第27話 降臨管理者

 買って来たお酒をせっせと日本酒専用冷蔵庫に詰め込んだ。ちょっと手がプルプルしているけど……


 あれ? そう言えば『テッサロサ』のベータテストの最中だったよね? 


 忘れてました〜〜! テヘペロ!


「フグミ〜ン、ベータテストはどう?」


「順調です」


 はぁ!? 順調だぁ〜〜?? 


 全国の酒屋さん及び酒蔵さんが苦境に喘いでいるのに順調だぁ〜〜??


 ブチっと来ちゃったもんね!!


「イケメンコレクションを将軍とし、全都市を強襲! 攻城戦イベント発動!!」


 ふふふ……私のイケメン達がのほほんと楽しんでいるお気楽極楽な人々を苦しめちゃうのだ!

 

「休憩したらまたお酒を取りに行くからさ〜 どんな感じでみんな遊んでいるか見学させて〜」


「了解しました」


 私は水分補給として1升瓶を1本だけ空にした。

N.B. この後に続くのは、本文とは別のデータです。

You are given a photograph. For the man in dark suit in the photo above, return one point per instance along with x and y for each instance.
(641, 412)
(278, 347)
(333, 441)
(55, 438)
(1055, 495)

手のプルプルも収まり余韻に浸っていたら、75インチワイドモニターに攻城戦の様子が写し出された。


 フフフ……圧倒的じゃないか我が軍は!!


 都市の城壁にイケメン軍が取り付き、今にも都市は陥落しそうな感じだ。


 しかし……


「げえっ!?」



 金髪碧眼の異世界テンプレ美人エルフが颯爽と現れ、私がよく指名するイケメン将軍『まあ君』を無慈悲に突き殺してしまったじゃ〜あ〜りませんか!


 ちょっとカッコいいじゃん……


 い、いや違う! 私のイケメン達がこんなに簡単に負けていいはずがない!! 


 グギギギギィーーーー!! 許すまじぃぃ!!


「これを6連発! しかも徐々に強くするのよ!」


 怒涛の6連発よ! 1升瓶6本がどれだけ重いか味わうがいい! 更には最初はただ風邪だとか言っていたのに、実は恐ろしい病でしたとかいう感じの訳が分からん作戦だ。


 そう考えた時、私に孔明が乗り移ったぁぁ!!


 と思う……違う人かもしれない。


「わざと敗走し伏兵で一網打尽よ。伏兵隊の隊長は私が厳選したイケメンベスト10でいくわ!」


 これぞ十イケメン埋伏の計! 


 伏兵隊長が率いているのは超醜い豚オークの群れにしてあげよう。美少女エルフが醜いオークに囚われて……


 グヘヘへへ…… 死すべし!!


「アドミニストレータ。そろそろ酒屋に行かないとシフトチェンジ時間です」


「なんですとぉぉ!?」


 マズい……午後から店番はお兄さんから店主の爺ちゃんに代わるのだ! こんなお遊びをしている場合じゃなかった。

 

 3秒でお化粧を整えて酒屋へと向かった。